NMSU currently has scientists researching every step of the algae production process, including cultivating, harvesting, extracting, refining and fuel testing. NMSU is also investigating the sustainability and economic impacts of algae production, which would support a variety of products. The university is part of a consortium awarded $44 million earlier this year by the U.S. Department of Energy to study the commercialization of algae-based fuel.

Algae are essentially tiny green oil factories, continuously turning sunlight and carbon dioxide into oils, also known as lipids. Once extracted, those lipids can then be refined into oil, gasoline, diesel and even jet fuel. Unlike ethanol made from grains, algal fuels can be stored in the same tanks, shipped through the same pipelines and run in the same engines as traditional fuels without any necessary modifications. Additionally, oil production in algae is typically 10 times more efficient than oilseed crops and algae can be grown on arid land using salty water unsuitable for other agricultural purposes.

“New Mexico is an ideal location for growing algae because it has lots of high-intensity sunshine, relatively few cloudy days and access to brackish water supplies, which can be used to grow algae,” said Peter Lammers, an NMSU research professor and technical director of the Algal Bioenergy Program. “All the natural resources required are readily available in New Mexico. We are developing a scalable system for the cultivation and harvesting of algae as well as the extraction of biocrude oils for sale to agro-businesses and fuel refineries.”

He said further research and development are needed to lower production costs while increasing the productivity of algae.
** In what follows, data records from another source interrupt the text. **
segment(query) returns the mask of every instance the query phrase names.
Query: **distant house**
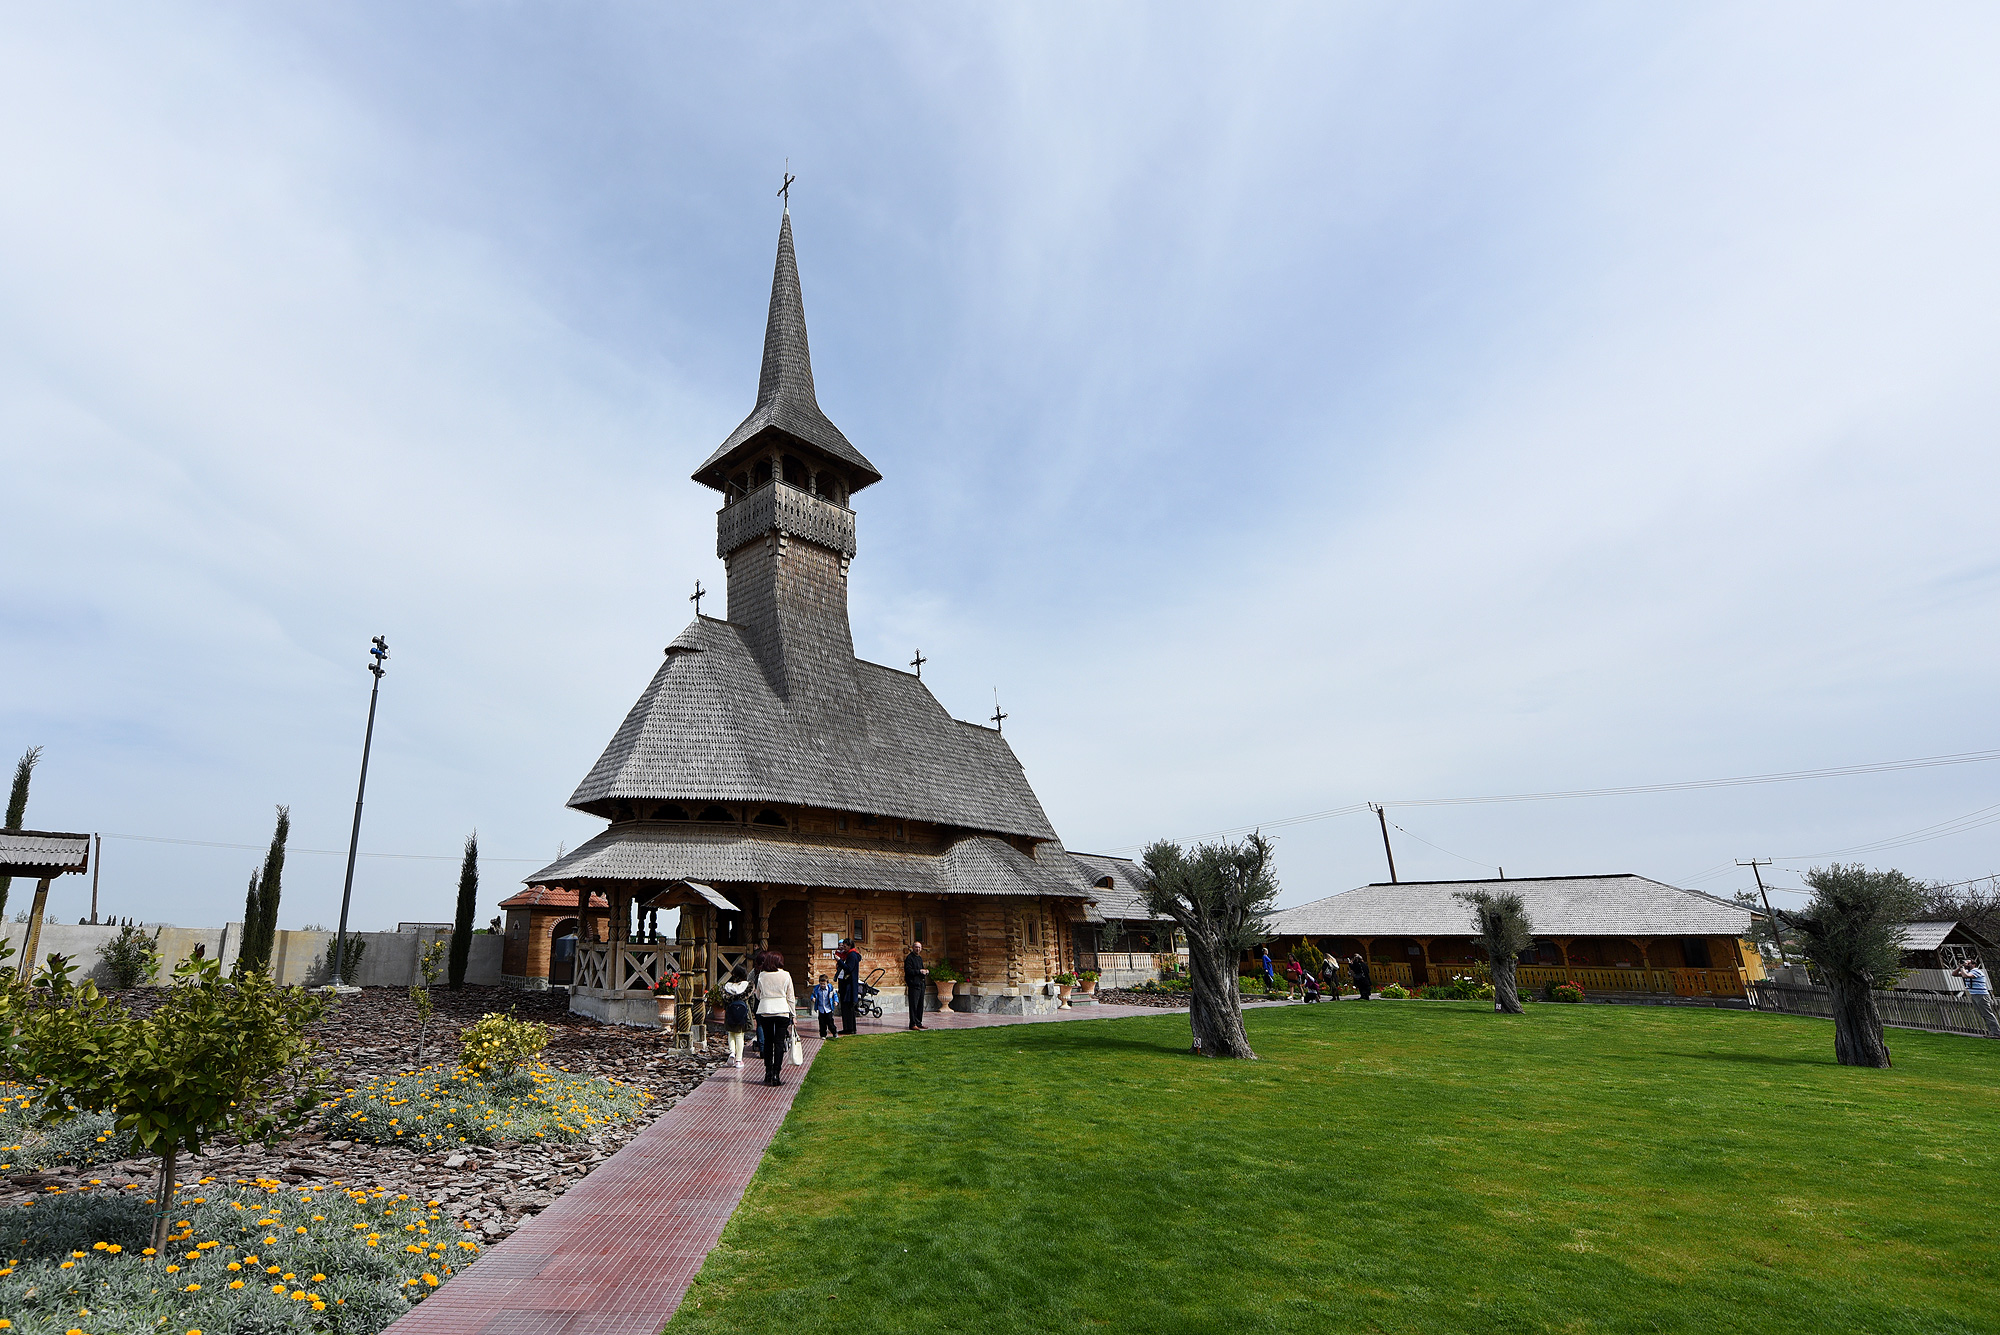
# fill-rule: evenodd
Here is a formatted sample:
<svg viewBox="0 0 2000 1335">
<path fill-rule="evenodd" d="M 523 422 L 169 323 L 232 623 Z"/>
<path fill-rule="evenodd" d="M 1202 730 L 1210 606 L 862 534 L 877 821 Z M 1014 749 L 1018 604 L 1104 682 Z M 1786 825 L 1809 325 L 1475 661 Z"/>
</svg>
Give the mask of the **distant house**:
<svg viewBox="0 0 2000 1335">
<path fill-rule="evenodd" d="M 1129 987 L 1160 976 L 1170 958 L 1185 958 L 1176 949 L 1173 920 L 1156 918 L 1146 906 L 1146 871 L 1130 858 L 1103 853 L 1072 853 L 1071 861 L 1090 883 L 1095 902 L 1084 910 L 1075 933 L 1078 969 L 1095 969 L 1100 987 Z"/>
<path fill-rule="evenodd" d="M 602 894 L 590 897 L 588 920 L 576 906 L 577 892 L 561 886 L 531 885 L 500 901 L 507 915 L 500 974 L 510 983 L 547 987 L 571 981 L 576 943 L 601 941 L 611 917 Z"/>
<path fill-rule="evenodd" d="M 1486 956 L 1458 898 L 1474 890 L 1512 890 L 1526 904 L 1535 944 L 1521 957 L 1524 986 L 1567 975 L 1586 992 L 1741 996 L 1763 977 L 1745 940 L 1748 909 L 1630 873 L 1364 885 L 1273 915 L 1271 954 L 1305 940 L 1342 959 L 1360 954 L 1377 986 L 1476 971 Z"/>
<path fill-rule="evenodd" d="M 1906 992 L 1963 992 L 1965 984 L 1951 971 L 1993 948 L 1991 941 L 1962 922 L 1905 923 L 1903 967 L 1909 972 L 1896 986 Z"/>
</svg>

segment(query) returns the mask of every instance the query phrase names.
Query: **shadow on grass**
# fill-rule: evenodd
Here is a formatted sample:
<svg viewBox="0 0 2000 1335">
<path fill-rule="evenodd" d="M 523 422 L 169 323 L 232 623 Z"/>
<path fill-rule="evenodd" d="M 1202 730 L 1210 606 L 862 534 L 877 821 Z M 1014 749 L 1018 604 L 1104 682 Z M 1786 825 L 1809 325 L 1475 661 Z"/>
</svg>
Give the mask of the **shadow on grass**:
<svg viewBox="0 0 2000 1335">
<path fill-rule="evenodd" d="M 1781 1057 L 1772 1052 L 1669 1052 L 1656 1057 L 1684 1057 L 1697 1062 L 1745 1062 L 1751 1066 L 1837 1066 L 1832 1057 Z"/>
</svg>

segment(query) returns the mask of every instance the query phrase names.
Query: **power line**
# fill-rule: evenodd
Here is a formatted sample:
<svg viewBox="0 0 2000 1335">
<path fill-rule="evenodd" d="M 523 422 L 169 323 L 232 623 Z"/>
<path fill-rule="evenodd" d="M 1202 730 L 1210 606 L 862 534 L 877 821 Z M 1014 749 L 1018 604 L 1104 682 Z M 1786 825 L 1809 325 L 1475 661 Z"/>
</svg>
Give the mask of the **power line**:
<svg viewBox="0 0 2000 1335">
<path fill-rule="evenodd" d="M 1456 807 L 1475 806 L 1494 802 L 1556 802 L 1579 797 L 1634 797 L 1651 793 L 1685 793 L 1706 788 L 1743 788 L 1767 783 L 1798 783 L 1806 779 L 1836 779 L 1855 774 L 1889 774 L 1898 770 L 1936 769 L 1946 765 L 1978 765 L 2000 760 L 2000 750 L 1959 751 L 1943 756 L 1919 756 L 1912 760 L 1884 760 L 1866 765 L 1833 765 L 1824 769 L 1786 770 L 1774 774 L 1743 774 L 1727 779 L 1686 779 L 1675 783 L 1626 784 L 1615 788 L 1566 788 L 1541 793 L 1501 793 L 1485 797 L 1408 797 L 1399 801 L 1384 802 L 1390 807 Z M 1325 811 L 1307 812 L 1302 816 L 1287 816 L 1282 820 L 1259 821 L 1251 825 L 1237 825 L 1227 830 L 1210 830 L 1207 834 L 1193 836 L 1196 842 L 1206 839 L 1225 839 L 1231 835 L 1249 834 L 1253 830 L 1276 830 L 1287 825 L 1303 825 L 1310 821 L 1330 820 L 1335 816 L 1346 816 L 1373 808 L 1366 802 L 1352 802 L 1344 807 L 1332 807 Z M 1401 828 L 1398 826 L 1397 828 Z M 1408 833 L 1408 831 L 1405 831 Z M 1411 835 L 1411 838 L 1416 836 Z M 1125 844 L 1105 850 L 1110 853 L 1130 853 L 1143 847 L 1140 844 Z M 1457 857 L 1457 854 L 1452 854 Z M 1823 856 L 1823 855 L 1821 855 Z M 1469 859 L 1468 859 L 1469 861 Z M 1484 866 L 1484 863 L 1474 863 Z M 1713 869 L 1712 869 L 1713 870 Z"/>
<path fill-rule="evenodd" d="M 251 853 L 262 853 L 263 844 L 225 844 L 211 839 L 169 839 L 157 834 L 107 834 L 106 839 L 129 839 L 141 844 L 180 844 L 188 848 L 240 848 Z M 287 853 L 317 853 L 326 857 L 346 857 L 344 848 L 292 848 Z M 464 857 L 455 853 L 363 853 L 364 858 L 395 858 L 406 862 L 462 862 Z M 481 862 L 540 862 L 540 858 L 496 858 L 485 853 L 479 855 Z"/>
</svg>

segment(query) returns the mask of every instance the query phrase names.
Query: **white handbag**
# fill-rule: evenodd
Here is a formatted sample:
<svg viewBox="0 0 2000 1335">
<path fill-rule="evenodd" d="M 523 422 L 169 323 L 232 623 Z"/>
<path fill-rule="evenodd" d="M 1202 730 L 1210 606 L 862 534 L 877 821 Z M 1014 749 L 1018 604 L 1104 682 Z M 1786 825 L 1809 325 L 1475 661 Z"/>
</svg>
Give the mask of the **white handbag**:
<svg viewBox="0 0 2000 1335">
<path fill-rule="evenodd" d="M 805 1046 L 799 1042 L 799 1027 L 796 1024 L 792 1026 L 791 1042 L 785 1047 L 785 1056 L 791 1059 L 791 1063 L 794 1066 L 804 1066 L 806 1064 L 806 1050 Z"/>
</svg>

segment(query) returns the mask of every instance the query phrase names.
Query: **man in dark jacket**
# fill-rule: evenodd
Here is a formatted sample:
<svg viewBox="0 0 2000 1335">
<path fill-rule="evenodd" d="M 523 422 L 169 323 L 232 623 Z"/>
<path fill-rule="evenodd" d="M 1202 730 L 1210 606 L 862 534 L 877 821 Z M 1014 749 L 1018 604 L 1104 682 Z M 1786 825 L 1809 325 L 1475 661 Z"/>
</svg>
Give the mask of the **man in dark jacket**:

The five-year goal is to deliver reliable agronomic systems and what he calls “bankable business plans” to farmers who can use them.

In addition to fuel applications, Lammers said algae are rich in carotenoids, omega-3 fatty acids and other high-value nutrients essential to human health. Those can be sold to make algae farming profitable at scales of less than 100 acres while moving toward scales in excess of 10,000 acres. Production of that scale is required to be compatible with the refinery capacity in the region.